WTI crude slipped in European session despite reports that some producers in Gulf of Mexico have cut output due to Tropical Storm Don. Investors paid little attention to the potential disruption as the main focus is on US and European debt problems. Market sentiment remained weak. Worse-than-expected economic data added to worries over a global economic slowdown.

The National Hurricane Center said Tropical Storm Don strengthened slightly before making landfall on the Texas coast today. Companies such as Enbridge, BP and Northern Natural Gas said that they have evacuated staff working near the area. Don's arrival has resulted in the shutdown of about 6.8% of oil and 2.8% of gas production in the Gulf. Yet it's unlikely that the storm will turn into a hurricane. The National Hurricane Center believed that Don will only have limited impacts on oil and gas production in the Gulf.

Eurozone's CPI estimate surprisingly eased to +2.5% y/y in July after staying at +2.7% over the past 2 months. The reading is the lowest since February this year. The ECB has pledged to exercise strong vigilance on price pressure. The moderation in July should allow the central bank to leave interest rates unchanged comfortably. Earlier in the day, Japan released a set of economic indicators. Core CPI eased to +0.4%y/y in June from +0.6% a month ago. The slowdown was more than the market had anticipated. The leading inflation indicator, Tokyo core CPI, however, climbed to +0.4% y/y in July from +0.1% in June. Household spending contracted -4.2% y/y in June, accelerating from -1.9% in May and exceeding consensus of a -2.3% drop. Japanese consumers remained cautious in the country's outlook after the earthquake. The employment condition remained dismal with the jobless rate rising to 4.6% in June from 4.5% in the prior month. Moreover, industrial production rose +3.9% m/m in June. This was below consensus of +4.5% and May's +6.2%.
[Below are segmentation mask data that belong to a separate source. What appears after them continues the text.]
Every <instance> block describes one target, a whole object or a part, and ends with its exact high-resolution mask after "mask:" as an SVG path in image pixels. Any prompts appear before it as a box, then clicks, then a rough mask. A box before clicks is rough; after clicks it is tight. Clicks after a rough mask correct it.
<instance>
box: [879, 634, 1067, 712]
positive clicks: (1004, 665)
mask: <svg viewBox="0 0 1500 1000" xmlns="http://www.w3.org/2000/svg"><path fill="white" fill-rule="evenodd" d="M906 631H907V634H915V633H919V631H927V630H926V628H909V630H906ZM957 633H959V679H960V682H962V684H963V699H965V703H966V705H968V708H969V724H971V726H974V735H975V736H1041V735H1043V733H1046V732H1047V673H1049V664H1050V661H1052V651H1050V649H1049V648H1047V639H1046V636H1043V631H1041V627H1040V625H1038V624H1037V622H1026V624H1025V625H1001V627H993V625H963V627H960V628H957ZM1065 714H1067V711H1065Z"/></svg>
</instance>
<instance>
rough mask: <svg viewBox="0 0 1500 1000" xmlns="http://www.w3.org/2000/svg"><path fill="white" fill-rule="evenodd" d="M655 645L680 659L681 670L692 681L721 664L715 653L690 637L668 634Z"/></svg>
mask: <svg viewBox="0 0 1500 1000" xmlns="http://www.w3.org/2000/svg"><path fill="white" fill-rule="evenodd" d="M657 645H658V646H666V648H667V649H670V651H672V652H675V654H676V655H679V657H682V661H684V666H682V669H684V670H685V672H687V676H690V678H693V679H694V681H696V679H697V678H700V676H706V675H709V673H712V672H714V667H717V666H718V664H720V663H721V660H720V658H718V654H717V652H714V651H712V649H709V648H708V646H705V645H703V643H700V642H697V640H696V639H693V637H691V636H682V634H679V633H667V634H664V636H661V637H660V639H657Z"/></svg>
US' GDP report will probably show that economic growth slowed to +1.7% (annualized) in 2Q11 from +1.9% in the prior quarter. San Francisco's Fed President John C. Williams said if 'the recovery stalls and inflation remains low or deflationary pressures reemerge', the central bank may need to keep interest rates low for a longer period of time or even 'increase stimulus'. Separately, The Chicago PMI probably slipped -1.1 points to 60 in July while the final estimate of University of Michigan Confidence data may be revised higher, by -0.2 points, to 64 in July.